Giacomo Galeazzi, La Stampa 2/2/2014, 2 febbraio 2014
L’ITALIA DELLE RELIQUIE DOVE LA FEDE AUTENTICA SCONFINA NEL PROFANO
Sei giorni di ricerche serrate, poi il ritrovamento, in più fasi, di tutta la reliquia trafugata dal santuario di San Pietro della Ienca alle falde del Gran Sasso: il tessuto intriso del sangue di papa Wojtyla, tolto dalla teca di metallo, era stato strappato e abbandonato dai ladri, che non ne avevano capito il valore, in un garage. La polizia ha trovato in casa di uno dei tre responsabili del furto sacrilego i filamenti di seta dorata che sostenevano nella teca, con una cucitura, il sacro resto. «Un miracolo ritrovare tutto» commentano gli investigatori.
Una vicenda , a lieto fine, che ha riacceso i riflettori sull’Italia devota che venera le reliquie. Le ostensioni delle spoglie mortali dei santi e il culto delle reliquie fanno parte della tradizione cattolica, però la Chiesa ha sempre messo in guardia dal rischio di far sconfinare la devozione popolare in superstizione. Si tratta di pratiche diffuse fin dalle origini del cristianesimo: il culto delle reliquie è antichissimo. La ricerca dei luoghi di guarigione e le vicende dei santi svelano leggende, storie e tradizioni spesso sorprendenti e utili a focalizzare la natura umana. Ma al tempo stesso il culto delle reliquie è una materia delicata, da sottrarre all’irrazionalità di chi grida troppo facilmente al miracolo. Per questo entra in gioco la disciplina del codice di diritto canonico. Si possono, infatti, onorare con culto pubblico solo quelle reliquie la cui veridicità sia stata certificata dall’autorità ecclesiastica ed è assolutamente illecito venderle. Pregare davanti al corpo di un santo o a una sua reliquia, significa ringraziare Dio che lo ha sostenuto nel cammino verso la santità. Il fine dell’adorazione, perciò, deve restare Dio. Approfondire storicamente il senso di questa devozione può anche portare alla scoperta di un senso della fede più autentico.
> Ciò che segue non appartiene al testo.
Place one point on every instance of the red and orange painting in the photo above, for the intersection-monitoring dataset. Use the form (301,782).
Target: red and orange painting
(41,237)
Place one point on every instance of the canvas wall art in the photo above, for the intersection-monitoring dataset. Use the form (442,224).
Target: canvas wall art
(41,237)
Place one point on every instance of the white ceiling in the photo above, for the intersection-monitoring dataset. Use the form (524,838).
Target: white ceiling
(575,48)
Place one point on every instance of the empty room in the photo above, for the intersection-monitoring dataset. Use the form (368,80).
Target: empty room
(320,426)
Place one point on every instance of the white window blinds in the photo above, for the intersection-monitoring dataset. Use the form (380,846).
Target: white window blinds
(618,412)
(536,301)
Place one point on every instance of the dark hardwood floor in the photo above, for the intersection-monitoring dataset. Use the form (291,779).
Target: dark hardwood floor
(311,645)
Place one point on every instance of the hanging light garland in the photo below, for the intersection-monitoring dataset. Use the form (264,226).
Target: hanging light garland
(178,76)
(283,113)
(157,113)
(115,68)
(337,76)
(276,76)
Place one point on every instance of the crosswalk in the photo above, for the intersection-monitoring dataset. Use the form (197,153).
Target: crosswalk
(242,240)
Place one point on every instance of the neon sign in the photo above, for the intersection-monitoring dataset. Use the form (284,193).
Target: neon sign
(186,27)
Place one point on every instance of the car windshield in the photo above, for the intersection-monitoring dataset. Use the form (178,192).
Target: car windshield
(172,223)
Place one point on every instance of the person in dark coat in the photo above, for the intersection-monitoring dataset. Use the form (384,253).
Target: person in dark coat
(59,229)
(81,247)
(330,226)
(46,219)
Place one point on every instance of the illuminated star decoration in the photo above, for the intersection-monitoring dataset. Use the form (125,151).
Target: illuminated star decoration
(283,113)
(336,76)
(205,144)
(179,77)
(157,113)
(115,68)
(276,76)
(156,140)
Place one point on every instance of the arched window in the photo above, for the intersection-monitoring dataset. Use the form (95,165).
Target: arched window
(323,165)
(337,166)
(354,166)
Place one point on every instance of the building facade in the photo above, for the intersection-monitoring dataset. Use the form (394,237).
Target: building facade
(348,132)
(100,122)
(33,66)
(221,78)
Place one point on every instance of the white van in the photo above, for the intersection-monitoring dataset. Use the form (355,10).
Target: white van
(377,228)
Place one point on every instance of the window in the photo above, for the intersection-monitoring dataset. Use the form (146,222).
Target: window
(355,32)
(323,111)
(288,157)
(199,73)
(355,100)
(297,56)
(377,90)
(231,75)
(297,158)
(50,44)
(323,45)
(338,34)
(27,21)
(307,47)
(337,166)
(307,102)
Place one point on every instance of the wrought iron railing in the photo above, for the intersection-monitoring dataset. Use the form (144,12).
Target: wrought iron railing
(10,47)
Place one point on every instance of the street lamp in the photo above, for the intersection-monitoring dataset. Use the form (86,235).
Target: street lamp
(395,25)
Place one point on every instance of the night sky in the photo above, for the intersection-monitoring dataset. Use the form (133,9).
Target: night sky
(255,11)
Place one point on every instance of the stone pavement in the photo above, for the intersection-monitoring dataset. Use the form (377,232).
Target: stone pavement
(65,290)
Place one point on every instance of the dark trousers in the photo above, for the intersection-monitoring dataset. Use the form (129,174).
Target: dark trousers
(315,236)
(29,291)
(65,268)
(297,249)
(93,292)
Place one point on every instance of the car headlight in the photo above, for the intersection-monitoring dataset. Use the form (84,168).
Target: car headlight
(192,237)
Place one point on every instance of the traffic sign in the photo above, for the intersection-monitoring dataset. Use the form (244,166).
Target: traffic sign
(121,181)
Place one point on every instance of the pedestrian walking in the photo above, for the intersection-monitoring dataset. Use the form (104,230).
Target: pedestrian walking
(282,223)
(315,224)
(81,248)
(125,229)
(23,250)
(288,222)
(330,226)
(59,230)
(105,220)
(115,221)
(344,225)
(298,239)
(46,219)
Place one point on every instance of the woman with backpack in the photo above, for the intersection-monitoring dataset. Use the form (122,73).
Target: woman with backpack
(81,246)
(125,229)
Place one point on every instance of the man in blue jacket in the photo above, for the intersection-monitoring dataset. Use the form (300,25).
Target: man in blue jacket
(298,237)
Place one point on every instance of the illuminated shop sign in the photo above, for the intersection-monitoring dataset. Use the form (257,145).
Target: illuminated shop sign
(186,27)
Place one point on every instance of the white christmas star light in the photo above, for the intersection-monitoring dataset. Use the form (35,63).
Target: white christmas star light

Il culto delle reliquie, però, va distinto dai pellegrinaggi, mutati di fisionomia rispetto al Medioevo e con i santuari come meta. Il Concilio Vaticano II si è occupato delle reliquie. I santi sono venerati nella Chiesa, secondo la tradizione, e le loro reliquie e immagini sono tenute in onore. Le feste dei santi proclamano le «meraviglie di Cristo nei suoi servi» e propongono ai fedeli opportuni esempi da imitare. La reliquia è la testimonianza viva di un santo o di un beato. E’ una realtà fisica che ha una relazione speciale con la grazia. Esistono due tipi di reliquie. Il primo tipo è costituito dal corpo e può essere concesso esclusivamente per culto pubblico (in una chiesa, in un oratorio, in un seminario). Il secondo tipo è rappresentato dagli indumenti o dagli oggetti che sono stati in contatto con il corpo di un santo, vivo o morto. Spesso le reliquie diventano veicoli del sacro, ma occorre inquadrare correttamente la loro funzione.
In alcuni casi, come per l’ostensione delle spoglie mortali di Padre Pio, è affiorato il pericolo di un eccesso di devozione miracolistica. Sotto il profilo teologico le reliquie non sono fondamentali per credere, però possono essere un aiuto. A Costantinopoli gli imperatori bizantini hanno conservato per secoli questi frammenti di sacralità al punto da ritenerli un antidoto contro le eresie. I pellegrinaggi, poi, sono esperienze religiose universali ed espressioni tipiche della pietà popolare. I santuari, in particolare, hanno spesso un simbolismo che li connette alla Bibbia e a personaggi come Abramo, Isacco, Giacobbe. Nelle ostensioni spettacoli con uno scarso radicamento talvolta il valore autentico finisce in secondo piano rispetto ai grandi numeri dell’evento.